Aproxima-se o encontro do IRIB e o tema volta a ser agitado. Convidado a refletir sobre os aspectos relacionados com a transformação de rotinas nos cartórios de registro, confesso minha perplexidade em face das profundas mudanças sociais que se advinham com o impacto de novas tecnologias.
Aldous Huxley, autor da minha juventude, dedicou-se a pensar o futuro em que os cidadãos seriam submetidos a uma condição servil, transformados em súditos de um estado desumano e centralizador.
O romance Admirável Mundo Novo é, ainda hoje, fonte preciosa para elucubrações de todos os que se propõem a estudar o assunto. Escrito e publicado em 1932, Huxley anteviu a submissão ao Estado de indivíduos, de modo servil e dócil, facilitada, é claro, por doses cavalares de “soma”.
A ineficácia é o pecado capital contra o capital
O que eu gostaria de destacar aqui é a ideia, central no livro de Huxley, de que a eficiência do sistema é simplesmente fundamental para entretecer e solidificar a trama social. Diz ele, já em 1946, que “numa era de técnica avançada a ineficácia é pecado contra o Espírito Santo”. E segue:
Um estado totalitário verdadeiramente ‘eficiente’ será aquele em que o todo-poderoso comitê executivo dos chefes políticos e o seu exército de diretores terá o controle de uma população de escravos que será inútil constranger, pois todos eles terão amor à sua servidão. Fazer que eles a amem, tal será a tarefa, atribuída nos estados totalitários de hoje aos ministérios de propaganda, aos redatores-chefes dos jornais e aos mestres-escolas.
Hoje submetemo-nos docilmente aos sistemas que nos transformam em dados que movimentam e alimentam a reprodução desse imenso mercado. O velho Dr. Ermitânio Prado tem dito que “o Registro Imobiliário será apenas um ramal de um grande sistema que nos terá a todos, cristãos e mouros, rendidos à religião da técnica que nos pede, em troca, a individualidade e a nossa liberdade. Noutros termos: o problema central da pós-modernidade consiste em fazer os indivíduos amar a sua servidão”.

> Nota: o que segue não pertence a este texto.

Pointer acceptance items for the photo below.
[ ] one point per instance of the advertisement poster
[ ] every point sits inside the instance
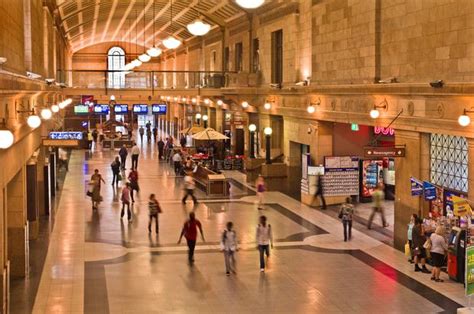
(470, 270)
(429, 190)
(416, 187)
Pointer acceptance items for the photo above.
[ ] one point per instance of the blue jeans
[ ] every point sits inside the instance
(263, 249)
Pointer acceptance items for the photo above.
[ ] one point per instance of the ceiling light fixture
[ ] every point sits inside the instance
(250, 4)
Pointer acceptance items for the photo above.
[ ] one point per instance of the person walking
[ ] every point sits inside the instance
(161, 147)
(126, 192)
(319, 192)
(189, 186)
(345, 214)
(177, 160)
(96, 180)
(154, 209)
(123, 153)
(115, 166)
(438, 250)
(135, 155)
(260, 185)
(141, 131)
(378, 197)
(189, 232)
(419, 239)
(264, 240)
(133, 178)
(229, 247)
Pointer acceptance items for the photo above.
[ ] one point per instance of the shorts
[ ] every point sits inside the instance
(437, 259)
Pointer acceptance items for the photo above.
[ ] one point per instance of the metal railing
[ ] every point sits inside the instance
(99, 79)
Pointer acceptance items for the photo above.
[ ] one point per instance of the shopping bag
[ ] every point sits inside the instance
(407, 250)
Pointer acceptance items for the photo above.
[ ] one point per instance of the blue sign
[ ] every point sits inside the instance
(416, 187)
(158, 108)
(101, 109)
(429, 191)
(140, 109)
(121, 109)
(65, 135)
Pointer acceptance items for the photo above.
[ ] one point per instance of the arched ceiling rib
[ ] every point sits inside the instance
(88, 22)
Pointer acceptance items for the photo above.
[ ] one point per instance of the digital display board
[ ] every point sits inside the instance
(101, 109)
(121, 109)
(81, 109)
(158, 108)
(140, 109)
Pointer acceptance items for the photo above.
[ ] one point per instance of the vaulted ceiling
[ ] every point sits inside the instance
(88, 22)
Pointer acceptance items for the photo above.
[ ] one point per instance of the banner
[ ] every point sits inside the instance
(429, 190)
(469, 270)
(460, 206)
(416, 187)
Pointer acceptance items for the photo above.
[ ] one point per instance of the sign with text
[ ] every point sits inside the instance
(158, 109)
(377, 152)
(140, 109)
(65, 135)
(121, 109)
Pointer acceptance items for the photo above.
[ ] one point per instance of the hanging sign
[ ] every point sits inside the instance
(429, 190)
(375, 152)
(416, 187)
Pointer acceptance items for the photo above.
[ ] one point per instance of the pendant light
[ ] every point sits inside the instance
(171, 42)
(154, 51)
(250, 4)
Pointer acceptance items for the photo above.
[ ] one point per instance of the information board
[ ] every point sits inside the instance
(140, 109)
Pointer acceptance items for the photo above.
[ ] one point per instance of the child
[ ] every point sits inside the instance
(229, 246)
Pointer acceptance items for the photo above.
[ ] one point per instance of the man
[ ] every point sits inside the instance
(378, 197)
(123, 153)
(319, 192)
(135, 154)
(141, 130)
(189, 186)
(189, 231)
(161, 147)
(177, 160)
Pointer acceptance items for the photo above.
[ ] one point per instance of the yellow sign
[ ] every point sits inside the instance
(461, 206)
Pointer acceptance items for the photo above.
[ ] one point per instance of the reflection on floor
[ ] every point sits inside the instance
(98, 263)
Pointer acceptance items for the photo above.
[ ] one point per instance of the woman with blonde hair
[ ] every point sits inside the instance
(438, 250)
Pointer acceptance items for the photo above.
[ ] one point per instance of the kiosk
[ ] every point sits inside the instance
(457, 254)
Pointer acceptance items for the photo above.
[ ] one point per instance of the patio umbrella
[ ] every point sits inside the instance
(209, 134)
(192, 130)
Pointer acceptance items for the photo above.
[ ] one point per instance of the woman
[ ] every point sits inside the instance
(264, 240)
(96, 180)
(133, 178)
(115, 171)
(419, 239)
(153, 210)
(413, 217)
(345, 214)
(260, 185)
(438, 250)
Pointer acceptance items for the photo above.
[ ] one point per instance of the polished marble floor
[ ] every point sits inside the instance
(97, 263)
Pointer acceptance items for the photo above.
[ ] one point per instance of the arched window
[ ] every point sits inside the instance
(116, 62)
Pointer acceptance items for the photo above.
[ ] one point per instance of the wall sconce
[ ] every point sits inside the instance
(312, 106)
(6, 136)
(464, 119)
(375, 113)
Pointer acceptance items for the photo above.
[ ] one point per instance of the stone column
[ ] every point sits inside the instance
(406, 167)
(17, 225)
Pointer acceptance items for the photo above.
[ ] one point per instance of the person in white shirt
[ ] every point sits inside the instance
(135, 154)
(189, 186)
(437, 250)
(229, 246)
(264, 240)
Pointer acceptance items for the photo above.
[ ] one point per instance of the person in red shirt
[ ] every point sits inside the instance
(190, 233)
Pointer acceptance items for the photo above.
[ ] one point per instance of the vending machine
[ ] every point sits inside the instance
(457, 254)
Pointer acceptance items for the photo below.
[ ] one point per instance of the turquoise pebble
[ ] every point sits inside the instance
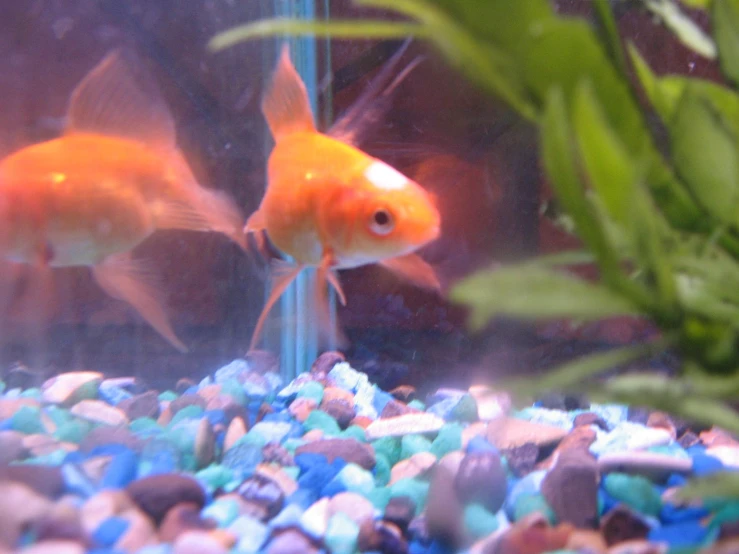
(72, 431)
(222, 511)
(635, 491)
(417, 405)
(478, 521)
(379, 497)
(529, 503)
(388, 447)
(33, 393)
(27, 420)
(215, 475)
(382, 470)
(356, 479)
(413, 444)
(318, 419)
(341, 534)
(234, 389)
(465, 410)
(447, 440)
(354, 432)
(167, 396)
(415, 489)
(143, 425)
(312, 390)
(188, 412)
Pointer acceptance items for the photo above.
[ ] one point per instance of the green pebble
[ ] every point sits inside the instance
(143, 425)
(215, 476)
(529, 503)
(388, 447)
(318, 419)
(354, 432)
(34, 393)
(465, 410)
(235, 390)
(417, 404)
(479, 522)
(635, 491)
(341, 534)
(312, 390)
(448, 440)
(72, 431)
(381, 470)
(413, 444)
(415, 489)
(27, 420)
(188, 412)
(379, 497)
(167, 396)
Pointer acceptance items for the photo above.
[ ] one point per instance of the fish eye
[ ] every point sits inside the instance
(381, 222)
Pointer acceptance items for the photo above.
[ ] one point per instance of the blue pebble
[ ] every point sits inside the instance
(121, 471)
(110, 530)
(703, 465)
(215, 417)
(686, 533)
(480, 444)
(380, 400)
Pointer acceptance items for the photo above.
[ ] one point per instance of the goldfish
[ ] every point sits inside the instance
(330, 205)
(113, 178)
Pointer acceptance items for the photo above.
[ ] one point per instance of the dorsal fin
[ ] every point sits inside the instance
(117, 98)
(285, 105)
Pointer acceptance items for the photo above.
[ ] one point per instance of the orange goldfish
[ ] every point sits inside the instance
(330, 205)
(90, 196)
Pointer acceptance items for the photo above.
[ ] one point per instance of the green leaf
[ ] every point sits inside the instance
(527, 291)
(336, 29)
(684, 28)
(717, 486)
(705, 155)
(725, 21)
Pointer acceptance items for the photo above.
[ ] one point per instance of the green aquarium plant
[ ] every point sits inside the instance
(661, 222)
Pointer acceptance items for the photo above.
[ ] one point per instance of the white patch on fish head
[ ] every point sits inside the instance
(385, 177)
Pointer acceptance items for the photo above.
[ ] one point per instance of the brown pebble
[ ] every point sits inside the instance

O velho advogado paulistano é inteiramente concorde com as conclusões de Huxley. Mas vai além e introduz na discussão a variável da promiscuidade sexual que, segundo ele, desempenha um papel fundamental no romance. “A degeneração completa dos costumes, sob o pálio da liberdade individual, alimentada pelas drogas, é um elemento essencial para que se dê, de modo eficaz, o controle social”. Lembra esta passagem do próprio Huxley:
“E a promiscuidade sexual do Admirável Mundo Novo também não parece estar muito afastada. Existem já certas cidades americanas onde o número de divórcios é igual ao número de casamentos. Dentro de alguns anos, sem dúvida, passar-se-ão licenças de casamento como se passam licenças de cães, válidas para um período de doze meses, sem nenhum regulamento que proíba a troca do cão ou a posse de mais de um animal de cada vez. À medida que a liberdade econômica e política diminui, a liberdade sexual tem tendência para aumentar, como compensação. E o ditador (a não ser que tenha necessidade de carne para canhão e de famílias para colonizar os territórios desabitados ou conquistados) fará bem em encorajar esta liberdade, juntamente com a liberdade de sonhar em pleno dia sob a influência de drogas, do cinema e da rádio, ela contribuirá para reconciliar os seus súditos com a servidão que lhes estará destinada”.
O Velho, ao relembrar a obra de Huxley, destaca que o escritor inglês recoloca no centro do romance os dramas da liberdade humana em face do Estado evocando, pela boca do selvagem, a tragédia humana — no romance verberada por ecos e suspiros de Shakespeare.
O, wonder!
How many goodly creatures are there here!
How beauteous mankind is! O brave new world,
That has such people in’t!”
As citações são da edição portuguesa de Admirável Mundo Novo (Lisboa: Livros do Brasil, s.d trad. Mário Henrique Leiria).
Restará tão somente o traço do nome (Registro)? Sirvo-me, para reflexão, das contundentes palavras de Maurice Blanchot, autor de “A parte do Fogo”: “Eu me nomeio, e é como se eu pronunciasse meu canto fúnebre: eu me separo de mim mesmo, não sou mais a minha presença nem minha realidade, mas uma presença objetiva, impessoal, a do meu nome, que me ultrapassa, e cuja imobilidade petrificada faz para mim exatamente o efeito de uma lápide, pesando sobre o vazio”.